We have an implementation of an FPGA device (intel stratix5) connected to Broadwell-D (1559 ) using x8 PCIe GenIII interface. The FPGA consists 8 input channels of aprox.250MB/s (total aggregated ~2GB/s input data) and we are trying to "Push" to the CPU RAM using DMA engine inside the FPGA- So the overall theoretical bandwidth of the PCIe is about x4 times of the data rate (8GB/s).
For some reason, the actual bandwidth we are able to achieve is much less than expected – about 500MB/s – only 2 channels of 8 can work in full bandwidth.
Our implementation consist 16 DMA channels ( 2 for each channel ) . each physical channel consist 2 separated DMA for the header and the data itself – this is for application needs.
Each DMA asks application a memory window of 24MB and push data continuously while providing an interrupt for each 4MB of data sent . this allows the CPU to fetch and clear the data-buffer before it gets re-written again in the next cycle. This means that for each chnnel the CPU gets around 60 interrupts per second and should be getting ~480 interrupts per second when operating the 8 channels.

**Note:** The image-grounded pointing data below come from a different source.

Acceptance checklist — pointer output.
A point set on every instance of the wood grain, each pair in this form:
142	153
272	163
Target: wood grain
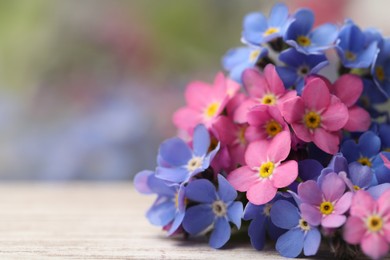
94	221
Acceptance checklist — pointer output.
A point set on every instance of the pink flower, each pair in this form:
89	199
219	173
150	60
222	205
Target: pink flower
326	203
264	88
369	224
317	116
205	102
348	88
233	137
264	171
265	122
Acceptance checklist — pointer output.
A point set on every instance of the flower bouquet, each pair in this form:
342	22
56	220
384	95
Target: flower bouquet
280	151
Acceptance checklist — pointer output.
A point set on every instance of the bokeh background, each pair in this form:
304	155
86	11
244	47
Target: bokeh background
87	88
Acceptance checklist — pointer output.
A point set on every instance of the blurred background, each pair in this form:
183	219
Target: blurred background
88	88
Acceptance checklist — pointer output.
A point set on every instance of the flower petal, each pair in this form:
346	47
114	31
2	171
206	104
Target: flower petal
261	192
284	214
242	178
220	234
354	230
235	211
202	191
226	191
312	242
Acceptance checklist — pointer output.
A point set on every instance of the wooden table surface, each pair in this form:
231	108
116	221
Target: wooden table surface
94	221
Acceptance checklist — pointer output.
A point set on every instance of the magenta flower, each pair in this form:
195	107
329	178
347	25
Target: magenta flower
205	102
264	88
233	136
317	116
325	204
369	224
348	88
265	172
265	122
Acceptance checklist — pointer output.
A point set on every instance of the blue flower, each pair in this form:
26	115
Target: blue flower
382	173
237	60
300	234
300	35
364	151
178	163
258	29
384	135
355	48
299	66
216	208
261	223
381	68
169	207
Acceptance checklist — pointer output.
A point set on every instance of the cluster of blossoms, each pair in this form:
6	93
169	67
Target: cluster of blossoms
277	148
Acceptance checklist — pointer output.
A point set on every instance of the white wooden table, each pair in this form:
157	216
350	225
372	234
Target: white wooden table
94	221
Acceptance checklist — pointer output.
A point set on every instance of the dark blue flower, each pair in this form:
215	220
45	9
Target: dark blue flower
257	29
237	60
381	68
261	223
364	151
300	235
355	48
179	163
300	35
382	173
216	208
169	207
298	66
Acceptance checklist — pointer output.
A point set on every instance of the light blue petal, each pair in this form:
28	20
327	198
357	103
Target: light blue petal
161	213
324	35
201	141
176	175
176	222
235	213
312	242
284	214
141	182
175	152
290	244
220	234
256	232
198	218
278	15
226	191
202	191
369	144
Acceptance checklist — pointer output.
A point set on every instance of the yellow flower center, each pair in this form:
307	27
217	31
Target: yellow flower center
312	120
267	209
211	110
304	225
380	73
374	223
266	169
253	55
303	41
219	208
268	99
194	163
273	128
365	161
326	207
350	55
270	31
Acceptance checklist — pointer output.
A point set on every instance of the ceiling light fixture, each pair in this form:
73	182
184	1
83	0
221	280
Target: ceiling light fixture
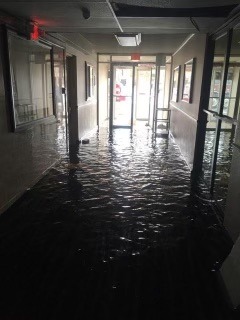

So – our basic questions are :
- Looking at this implementation method – is there something in this method that can explain the low performance ?
- Is there a profiling software that can help us understand better what is the pipeline so maybe we will be able to solve it?
1, I guess the multiple channel DMA is designed by yourself, I know nothing about your design, so I don't have any suggestion for your design.
2, I suggest you try polling scheme instead of interrupt scheme. I suspect so many interrupts might not be handled by system timely. It might be the reason of low performance.
3, You also can use Signaltap to capture some signals and check the timing relation to help analyze the issue.